Brexit hardliner Boris Johnson won the contest to lead Britain's governing Conservative Party on Tuesday and will become the country's next prime minister, tasked with fulfilling his promise to lead the U.K. out of the European Union "come what may."
He defeated his rival Jeremy Hunt overwhelmingly in a vote of Conservative Party members.
He will be installed as prime minister in a formal handover from Theresa May on Wednesday.
The victory is a triumph for 55-year-old Johnson, an ambitious but erratic politician whose political career has veered between periods in high office and spells on the sidelines.

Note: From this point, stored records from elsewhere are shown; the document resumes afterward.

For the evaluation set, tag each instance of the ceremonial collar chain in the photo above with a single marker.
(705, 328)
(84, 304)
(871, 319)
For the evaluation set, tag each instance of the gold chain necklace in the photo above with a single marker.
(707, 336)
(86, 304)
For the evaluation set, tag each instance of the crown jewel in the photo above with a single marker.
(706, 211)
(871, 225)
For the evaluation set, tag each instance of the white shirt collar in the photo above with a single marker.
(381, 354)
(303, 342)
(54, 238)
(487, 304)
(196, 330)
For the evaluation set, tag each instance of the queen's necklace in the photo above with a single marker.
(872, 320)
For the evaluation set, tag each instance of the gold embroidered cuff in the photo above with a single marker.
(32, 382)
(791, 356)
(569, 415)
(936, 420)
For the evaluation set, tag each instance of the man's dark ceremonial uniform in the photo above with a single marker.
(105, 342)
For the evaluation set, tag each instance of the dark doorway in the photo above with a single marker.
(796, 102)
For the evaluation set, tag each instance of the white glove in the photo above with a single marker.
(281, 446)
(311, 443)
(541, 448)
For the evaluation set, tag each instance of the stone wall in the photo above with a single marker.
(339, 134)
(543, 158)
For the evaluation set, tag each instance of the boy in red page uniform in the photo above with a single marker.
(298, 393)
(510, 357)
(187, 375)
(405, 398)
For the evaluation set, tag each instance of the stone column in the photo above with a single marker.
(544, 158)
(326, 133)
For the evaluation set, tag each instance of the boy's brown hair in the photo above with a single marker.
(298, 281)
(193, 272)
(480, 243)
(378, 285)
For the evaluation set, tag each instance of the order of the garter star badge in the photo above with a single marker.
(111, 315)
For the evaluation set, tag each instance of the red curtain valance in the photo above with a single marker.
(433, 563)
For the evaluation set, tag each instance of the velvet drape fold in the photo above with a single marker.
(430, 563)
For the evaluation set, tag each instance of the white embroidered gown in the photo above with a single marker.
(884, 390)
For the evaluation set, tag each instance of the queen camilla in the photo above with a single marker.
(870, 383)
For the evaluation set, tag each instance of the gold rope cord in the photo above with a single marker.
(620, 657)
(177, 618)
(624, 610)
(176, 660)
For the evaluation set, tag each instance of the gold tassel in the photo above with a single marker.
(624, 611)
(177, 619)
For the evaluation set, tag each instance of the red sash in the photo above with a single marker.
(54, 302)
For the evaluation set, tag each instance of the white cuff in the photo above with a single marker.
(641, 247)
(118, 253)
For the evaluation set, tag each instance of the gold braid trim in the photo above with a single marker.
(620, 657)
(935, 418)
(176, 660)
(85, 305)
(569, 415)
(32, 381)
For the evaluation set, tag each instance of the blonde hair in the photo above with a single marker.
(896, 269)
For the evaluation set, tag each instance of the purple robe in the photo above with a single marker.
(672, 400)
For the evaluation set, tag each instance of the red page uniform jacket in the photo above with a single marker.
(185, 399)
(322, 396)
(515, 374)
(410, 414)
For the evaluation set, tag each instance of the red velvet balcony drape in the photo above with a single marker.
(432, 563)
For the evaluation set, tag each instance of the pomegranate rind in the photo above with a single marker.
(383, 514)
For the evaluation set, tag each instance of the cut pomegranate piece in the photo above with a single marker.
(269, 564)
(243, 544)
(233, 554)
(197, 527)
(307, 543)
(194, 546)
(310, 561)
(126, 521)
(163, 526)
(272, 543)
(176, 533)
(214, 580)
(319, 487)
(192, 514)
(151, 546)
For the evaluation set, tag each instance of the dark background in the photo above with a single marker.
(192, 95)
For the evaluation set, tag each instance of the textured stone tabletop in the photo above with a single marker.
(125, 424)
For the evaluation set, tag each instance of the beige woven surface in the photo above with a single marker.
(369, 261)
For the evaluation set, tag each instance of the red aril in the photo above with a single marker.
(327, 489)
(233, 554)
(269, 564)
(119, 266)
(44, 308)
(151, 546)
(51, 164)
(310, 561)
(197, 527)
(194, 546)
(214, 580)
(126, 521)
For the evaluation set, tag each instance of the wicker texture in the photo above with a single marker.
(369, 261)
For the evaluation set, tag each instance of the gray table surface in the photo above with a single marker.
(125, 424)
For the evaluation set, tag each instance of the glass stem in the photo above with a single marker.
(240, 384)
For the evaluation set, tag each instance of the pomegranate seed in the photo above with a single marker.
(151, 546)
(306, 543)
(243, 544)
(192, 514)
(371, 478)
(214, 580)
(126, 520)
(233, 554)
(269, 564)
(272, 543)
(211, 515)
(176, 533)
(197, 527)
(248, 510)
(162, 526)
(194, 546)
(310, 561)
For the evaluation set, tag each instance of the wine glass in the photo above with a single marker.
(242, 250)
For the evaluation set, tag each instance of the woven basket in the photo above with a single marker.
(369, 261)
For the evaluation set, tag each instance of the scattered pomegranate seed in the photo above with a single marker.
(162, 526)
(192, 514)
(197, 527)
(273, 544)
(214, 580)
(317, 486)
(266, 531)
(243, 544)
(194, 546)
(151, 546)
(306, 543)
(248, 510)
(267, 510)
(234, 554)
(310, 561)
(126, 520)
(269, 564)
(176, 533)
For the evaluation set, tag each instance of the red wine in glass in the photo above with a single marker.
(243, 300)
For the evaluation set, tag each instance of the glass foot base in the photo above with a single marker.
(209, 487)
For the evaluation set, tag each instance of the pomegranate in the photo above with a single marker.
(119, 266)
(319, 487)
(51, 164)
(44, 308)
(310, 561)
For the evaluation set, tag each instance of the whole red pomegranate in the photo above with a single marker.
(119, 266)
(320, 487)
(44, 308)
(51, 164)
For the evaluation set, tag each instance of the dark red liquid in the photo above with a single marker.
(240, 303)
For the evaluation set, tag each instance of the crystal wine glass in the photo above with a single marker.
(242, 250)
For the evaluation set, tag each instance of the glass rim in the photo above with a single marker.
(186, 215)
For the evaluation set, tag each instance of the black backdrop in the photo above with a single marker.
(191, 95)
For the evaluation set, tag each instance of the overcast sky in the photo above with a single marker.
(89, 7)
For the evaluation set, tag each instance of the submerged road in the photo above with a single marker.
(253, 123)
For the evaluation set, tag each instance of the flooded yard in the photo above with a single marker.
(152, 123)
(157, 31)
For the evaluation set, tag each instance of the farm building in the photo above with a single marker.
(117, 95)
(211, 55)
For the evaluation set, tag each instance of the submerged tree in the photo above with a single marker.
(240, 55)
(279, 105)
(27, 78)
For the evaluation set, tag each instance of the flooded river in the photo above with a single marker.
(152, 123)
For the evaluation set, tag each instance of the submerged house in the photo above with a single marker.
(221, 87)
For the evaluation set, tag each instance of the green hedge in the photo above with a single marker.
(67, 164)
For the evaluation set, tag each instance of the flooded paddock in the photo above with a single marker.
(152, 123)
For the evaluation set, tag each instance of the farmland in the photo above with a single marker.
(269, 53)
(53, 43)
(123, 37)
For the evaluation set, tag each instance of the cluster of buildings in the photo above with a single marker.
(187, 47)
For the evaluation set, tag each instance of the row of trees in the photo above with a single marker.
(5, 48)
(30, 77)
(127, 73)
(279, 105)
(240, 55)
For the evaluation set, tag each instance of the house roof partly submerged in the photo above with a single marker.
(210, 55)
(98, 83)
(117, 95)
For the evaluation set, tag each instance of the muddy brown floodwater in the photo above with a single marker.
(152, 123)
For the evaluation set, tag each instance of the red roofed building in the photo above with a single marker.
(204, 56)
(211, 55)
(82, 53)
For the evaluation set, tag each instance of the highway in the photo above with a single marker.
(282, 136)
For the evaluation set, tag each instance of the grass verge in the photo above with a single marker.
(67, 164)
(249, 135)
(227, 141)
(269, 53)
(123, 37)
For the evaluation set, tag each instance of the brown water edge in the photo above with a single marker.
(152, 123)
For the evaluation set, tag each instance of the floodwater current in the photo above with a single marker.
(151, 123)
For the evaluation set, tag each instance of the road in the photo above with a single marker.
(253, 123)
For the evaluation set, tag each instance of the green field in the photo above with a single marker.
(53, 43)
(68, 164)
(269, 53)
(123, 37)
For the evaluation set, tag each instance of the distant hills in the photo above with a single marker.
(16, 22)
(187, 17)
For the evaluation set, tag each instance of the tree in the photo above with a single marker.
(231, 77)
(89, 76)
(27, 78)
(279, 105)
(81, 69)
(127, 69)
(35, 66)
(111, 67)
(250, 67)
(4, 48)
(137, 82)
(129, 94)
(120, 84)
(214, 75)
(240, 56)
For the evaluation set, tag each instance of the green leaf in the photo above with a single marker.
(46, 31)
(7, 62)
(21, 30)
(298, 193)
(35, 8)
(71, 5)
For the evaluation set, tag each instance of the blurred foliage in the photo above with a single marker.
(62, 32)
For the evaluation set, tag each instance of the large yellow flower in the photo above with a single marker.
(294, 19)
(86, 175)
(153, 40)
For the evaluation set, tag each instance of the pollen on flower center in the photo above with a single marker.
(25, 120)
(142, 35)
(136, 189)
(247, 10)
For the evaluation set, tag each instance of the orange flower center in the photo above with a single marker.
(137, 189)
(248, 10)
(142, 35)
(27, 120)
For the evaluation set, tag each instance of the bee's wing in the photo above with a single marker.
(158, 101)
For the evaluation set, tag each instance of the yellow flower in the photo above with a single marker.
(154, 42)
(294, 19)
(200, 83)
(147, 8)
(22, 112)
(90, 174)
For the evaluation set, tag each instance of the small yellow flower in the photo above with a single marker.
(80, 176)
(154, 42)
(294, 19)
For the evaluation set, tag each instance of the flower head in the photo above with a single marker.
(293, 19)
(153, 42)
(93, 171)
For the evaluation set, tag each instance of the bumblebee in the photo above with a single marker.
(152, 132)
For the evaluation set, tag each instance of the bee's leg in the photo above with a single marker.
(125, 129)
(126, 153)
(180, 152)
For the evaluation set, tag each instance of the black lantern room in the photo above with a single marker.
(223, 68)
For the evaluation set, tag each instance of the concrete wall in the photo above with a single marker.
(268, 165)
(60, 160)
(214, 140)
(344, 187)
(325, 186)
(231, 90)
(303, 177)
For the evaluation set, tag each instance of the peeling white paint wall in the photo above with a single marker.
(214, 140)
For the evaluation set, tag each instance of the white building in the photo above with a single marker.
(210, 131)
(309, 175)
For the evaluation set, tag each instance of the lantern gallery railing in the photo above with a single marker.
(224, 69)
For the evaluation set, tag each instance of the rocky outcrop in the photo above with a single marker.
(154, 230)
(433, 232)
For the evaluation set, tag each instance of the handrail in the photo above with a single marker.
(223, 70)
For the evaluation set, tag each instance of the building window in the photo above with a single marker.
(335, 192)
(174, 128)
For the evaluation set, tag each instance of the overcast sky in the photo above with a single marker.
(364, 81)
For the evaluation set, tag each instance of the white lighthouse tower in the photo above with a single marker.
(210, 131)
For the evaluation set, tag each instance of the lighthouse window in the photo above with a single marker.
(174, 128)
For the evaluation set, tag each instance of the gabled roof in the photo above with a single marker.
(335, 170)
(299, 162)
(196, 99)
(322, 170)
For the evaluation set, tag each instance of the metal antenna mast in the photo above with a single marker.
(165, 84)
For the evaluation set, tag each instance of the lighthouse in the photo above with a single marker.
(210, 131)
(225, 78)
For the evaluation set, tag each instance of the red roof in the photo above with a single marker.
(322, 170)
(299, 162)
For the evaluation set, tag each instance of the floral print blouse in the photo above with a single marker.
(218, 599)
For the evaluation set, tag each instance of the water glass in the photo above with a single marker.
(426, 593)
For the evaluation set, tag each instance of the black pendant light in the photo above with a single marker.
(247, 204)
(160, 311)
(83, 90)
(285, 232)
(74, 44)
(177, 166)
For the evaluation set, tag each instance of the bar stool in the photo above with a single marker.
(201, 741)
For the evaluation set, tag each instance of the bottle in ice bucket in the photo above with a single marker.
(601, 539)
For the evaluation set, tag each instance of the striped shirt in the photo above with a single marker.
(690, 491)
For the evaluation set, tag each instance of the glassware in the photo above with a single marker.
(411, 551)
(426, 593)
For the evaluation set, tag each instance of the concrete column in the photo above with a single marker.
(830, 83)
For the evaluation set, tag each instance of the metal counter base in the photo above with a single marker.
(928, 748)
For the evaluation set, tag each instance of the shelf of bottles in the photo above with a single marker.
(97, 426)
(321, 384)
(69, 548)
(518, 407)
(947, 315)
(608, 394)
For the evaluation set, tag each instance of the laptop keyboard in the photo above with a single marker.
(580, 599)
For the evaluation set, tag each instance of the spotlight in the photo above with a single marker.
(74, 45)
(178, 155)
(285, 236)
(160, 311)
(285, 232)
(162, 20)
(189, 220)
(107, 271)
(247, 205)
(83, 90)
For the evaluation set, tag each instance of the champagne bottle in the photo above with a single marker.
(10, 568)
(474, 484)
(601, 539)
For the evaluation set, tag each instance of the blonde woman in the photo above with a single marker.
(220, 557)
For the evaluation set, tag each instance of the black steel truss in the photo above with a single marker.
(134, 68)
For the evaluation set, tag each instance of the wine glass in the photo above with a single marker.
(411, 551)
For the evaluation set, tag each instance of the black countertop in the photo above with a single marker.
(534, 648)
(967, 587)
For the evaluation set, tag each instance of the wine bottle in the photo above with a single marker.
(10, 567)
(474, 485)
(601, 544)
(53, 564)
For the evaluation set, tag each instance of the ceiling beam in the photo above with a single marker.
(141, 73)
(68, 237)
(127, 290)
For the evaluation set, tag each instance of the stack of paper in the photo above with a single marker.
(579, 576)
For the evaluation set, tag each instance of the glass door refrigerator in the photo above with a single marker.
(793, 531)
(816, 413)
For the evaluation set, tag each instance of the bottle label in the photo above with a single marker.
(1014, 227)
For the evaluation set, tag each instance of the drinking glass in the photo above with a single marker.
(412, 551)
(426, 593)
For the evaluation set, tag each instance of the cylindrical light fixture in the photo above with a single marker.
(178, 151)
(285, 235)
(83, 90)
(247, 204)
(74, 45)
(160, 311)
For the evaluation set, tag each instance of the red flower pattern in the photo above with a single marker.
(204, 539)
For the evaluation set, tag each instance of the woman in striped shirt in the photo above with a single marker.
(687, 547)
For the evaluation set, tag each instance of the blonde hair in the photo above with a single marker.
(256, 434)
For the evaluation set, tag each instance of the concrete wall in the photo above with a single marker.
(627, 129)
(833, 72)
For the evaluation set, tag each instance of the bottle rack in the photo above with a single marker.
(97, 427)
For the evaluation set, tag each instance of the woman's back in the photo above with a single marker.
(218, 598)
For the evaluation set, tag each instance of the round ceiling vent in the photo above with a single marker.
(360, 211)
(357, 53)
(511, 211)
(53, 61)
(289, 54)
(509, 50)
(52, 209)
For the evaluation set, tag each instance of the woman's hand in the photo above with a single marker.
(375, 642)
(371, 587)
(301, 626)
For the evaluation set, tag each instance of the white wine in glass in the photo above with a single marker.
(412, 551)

Johnson has vowed that Britain will quit the European Union on the scheduled date of Oct. 31 even if it means leaving without a divorce deal
But he faces a rocky ride from a Parliament determined to prevent him from taking the U.K. out of the 28-nation bloc without a withdrawal agreement.
Several Conservative ministers have already announced they will resign to fight any push for a "no-deal" Brexit, an outcome economists warn would disrupt trade and plunge the U.K. into recession.
In his victory speech from London, Johnson vowed to unite the country.
"Like some slumbering giant we are going to rise and ping off the guy-ropes of self-doubt and negativity with better education, better infrastructure, more police, fantastic full-fibre broadband sprouting in every household," he said. "We are going to unite this amazing country and we are going to take it forward."
Fears that Britain is inching closer to a "no-deal" Brexit weighed on the pound once again Tuesday.
Before the announcement, the currency was down another 0.3 percent at $1.2441 and near two-year lows.
May stepped down after Britain's Parliament repeatedly rejected the withdrawal agreement she struck with the 28-nation bloc.
Johnson insists he can get the EU to renegotiate -- something the bloc insists it will not do.
If not, he says Britain must leave the EU on Halloween, "do or die."